John Mattock, Facility Manager and Director of Mitigation for Paul Davis Restoration & Remodeling, spoke in February to a packed house of facility managers, engineers, and their supporters. He opened the presentation with an interesting statistic: “It’s not if a disaster will strike, it’s when it will strike, and how you will deal with it that counts. The fact is that 76% of companies experience at least one business disruption in any 5-year period, and 27% have to declare at least one disaster, which means critical systems were disabled long enough that recovery procedures had to be executed,” he said.
After raising the awareness that nobody is immune to disasters and that the nature of these disasters can be devastating, Mattock launched into the presentation, detailing the basics, raising awareness about potential situations, and detailing how to make an emergency action plan.
“The emergency action plan: do you have one? Establish protocols and procedures to ensure business continuity, identify alternate resources, including recovering servers, mainframes, and their backups. Know your legal boundaries and covenants, and the parameters of your insurance policies,” he advised.
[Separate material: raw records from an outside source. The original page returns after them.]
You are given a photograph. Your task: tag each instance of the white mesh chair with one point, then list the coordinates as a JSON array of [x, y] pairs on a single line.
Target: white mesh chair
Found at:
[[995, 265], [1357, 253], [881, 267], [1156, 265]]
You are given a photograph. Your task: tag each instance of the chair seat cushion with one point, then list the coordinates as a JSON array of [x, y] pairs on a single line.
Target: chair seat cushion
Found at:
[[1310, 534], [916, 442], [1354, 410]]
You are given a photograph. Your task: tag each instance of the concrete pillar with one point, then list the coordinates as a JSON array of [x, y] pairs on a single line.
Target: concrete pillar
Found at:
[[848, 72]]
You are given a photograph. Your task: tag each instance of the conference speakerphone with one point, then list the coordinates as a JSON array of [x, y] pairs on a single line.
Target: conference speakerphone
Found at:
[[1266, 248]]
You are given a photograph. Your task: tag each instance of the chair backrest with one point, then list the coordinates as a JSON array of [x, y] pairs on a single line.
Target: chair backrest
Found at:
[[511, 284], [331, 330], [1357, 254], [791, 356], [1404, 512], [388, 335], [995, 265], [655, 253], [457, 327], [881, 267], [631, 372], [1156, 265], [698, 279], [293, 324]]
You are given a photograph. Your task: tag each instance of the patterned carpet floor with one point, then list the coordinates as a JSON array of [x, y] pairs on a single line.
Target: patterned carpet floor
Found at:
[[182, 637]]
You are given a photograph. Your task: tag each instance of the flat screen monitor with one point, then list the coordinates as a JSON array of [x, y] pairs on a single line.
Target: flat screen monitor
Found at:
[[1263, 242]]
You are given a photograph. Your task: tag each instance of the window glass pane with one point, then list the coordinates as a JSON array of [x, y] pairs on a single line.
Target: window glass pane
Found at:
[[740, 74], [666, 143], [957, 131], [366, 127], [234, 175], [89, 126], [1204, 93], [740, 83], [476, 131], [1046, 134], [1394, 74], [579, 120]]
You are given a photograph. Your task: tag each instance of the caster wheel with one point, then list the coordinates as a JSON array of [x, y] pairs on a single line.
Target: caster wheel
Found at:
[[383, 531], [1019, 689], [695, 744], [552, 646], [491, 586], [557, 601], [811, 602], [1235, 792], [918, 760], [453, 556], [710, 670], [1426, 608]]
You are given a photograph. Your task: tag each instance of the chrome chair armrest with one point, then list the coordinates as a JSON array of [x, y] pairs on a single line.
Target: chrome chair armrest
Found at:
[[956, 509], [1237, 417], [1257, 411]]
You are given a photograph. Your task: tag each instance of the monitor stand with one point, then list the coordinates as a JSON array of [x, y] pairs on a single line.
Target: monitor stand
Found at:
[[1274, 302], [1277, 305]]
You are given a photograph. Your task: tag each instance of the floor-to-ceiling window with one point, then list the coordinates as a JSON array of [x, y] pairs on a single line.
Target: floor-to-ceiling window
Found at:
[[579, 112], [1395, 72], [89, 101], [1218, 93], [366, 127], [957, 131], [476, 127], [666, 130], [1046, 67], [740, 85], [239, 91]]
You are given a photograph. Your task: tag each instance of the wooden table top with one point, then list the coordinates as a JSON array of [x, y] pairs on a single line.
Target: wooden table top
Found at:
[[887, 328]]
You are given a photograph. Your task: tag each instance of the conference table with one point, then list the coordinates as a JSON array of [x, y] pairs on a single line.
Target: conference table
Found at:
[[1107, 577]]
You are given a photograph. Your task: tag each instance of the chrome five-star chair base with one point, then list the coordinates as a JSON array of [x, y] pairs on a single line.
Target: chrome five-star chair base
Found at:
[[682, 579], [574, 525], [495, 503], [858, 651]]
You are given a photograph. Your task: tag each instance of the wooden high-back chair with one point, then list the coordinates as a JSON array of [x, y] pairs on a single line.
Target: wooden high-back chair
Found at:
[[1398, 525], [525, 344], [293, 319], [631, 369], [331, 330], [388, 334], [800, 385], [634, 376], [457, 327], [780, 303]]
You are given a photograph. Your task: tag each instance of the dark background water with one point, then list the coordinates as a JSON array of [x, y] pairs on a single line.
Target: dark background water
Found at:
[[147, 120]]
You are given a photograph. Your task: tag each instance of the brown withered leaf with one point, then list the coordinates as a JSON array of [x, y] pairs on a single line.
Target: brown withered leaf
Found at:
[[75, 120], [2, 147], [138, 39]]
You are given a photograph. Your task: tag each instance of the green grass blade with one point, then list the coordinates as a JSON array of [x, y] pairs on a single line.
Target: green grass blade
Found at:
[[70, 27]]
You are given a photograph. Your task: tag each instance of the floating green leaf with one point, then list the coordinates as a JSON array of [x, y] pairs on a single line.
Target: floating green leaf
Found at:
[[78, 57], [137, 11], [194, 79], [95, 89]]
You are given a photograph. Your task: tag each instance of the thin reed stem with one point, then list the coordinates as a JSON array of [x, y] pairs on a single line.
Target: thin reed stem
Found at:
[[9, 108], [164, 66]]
Moving on to water damage, consideration must first be given to the type of water which is causing concern. “Not all water is ‘created equally’,” he said. “It is good to know that water is broken down into ‘class and category’ when flooding occurs. Knowing the difference makes the mitigation process easier to execute, potentially saving secondary damages and money.”
“How much water and where did it come from? For example, an assessment falling into Class 1 is ‘part’ of one room. Class 2 is the whole room, up the walls, as much as 24”. Class 3 is ceiling down to the floor, and Class 4 entails a situation that requires specialty drying: This would impact hardwood flooring, ceramic tiles, crawl spaces, and so on,” he continued.
Next comes an analysis of the category of water: what kind of water is it? “Category 1 is clean water—a sanitary water source. Category 2 is gray water, which includes the presence of organisms with possible health implications--significant contamination may exist. Last we have Category 3 or ‘black water’: health exposure risk is a real consideration—the water is grossly contaminated,” he concluded.
Time is ticking; what do you do? “You must contain and minimize the damage which will reduce the severity of loss, ultimately reducing the restoration costs and minimize business disruption. You will effectively protect the health and safety of employees or occupants
.”So, anyone can dry it out, right?
“Not necessarily. Drying is a science that includes controlling temperature, RH and airflow, all contributing to minimize drying time. There are four steps: extraction, air movement, dehumidification, and temperature,” Mattock continued.
The effects of water can be devastating. Within 24 hours water damages such as furniture swells and splits, drywall disintegration, grout staining, metal oxidization and rust, and carpet delamination starts. Within 72 hours and beyond, smells are apparent which lead to mold. And many folks in facility management positions need to know if the building's insurance will cover this.
The best plan after an occurrence? “ACT FAST and BE PROACTIVE. Know what you will do, who you will call, and have knowledge of the proper steps to act on it, 24/7.”
If the issue is fire and smoke, first board-up and secure the area. Board-ups prevent theft, injury and minimize impact on patrons. Next, if it is winter, drain the plumbing. Clean up safety. Be mindful of corrosion control, and differentiate between damage to structures vs. contents.
What are the tools of mitigation? Infrared thermography, hygrometers, moisture meters, ozone generators, thermo-foggers, dehumidifiers, air movers, and psychometric calculators are the tools of the mitigation trade.
“In conclusion, make sure you have an Emergency Action Plan (EAP). Like most things facility management- related, advance planning can save the day and thousands of dollars in the long run.”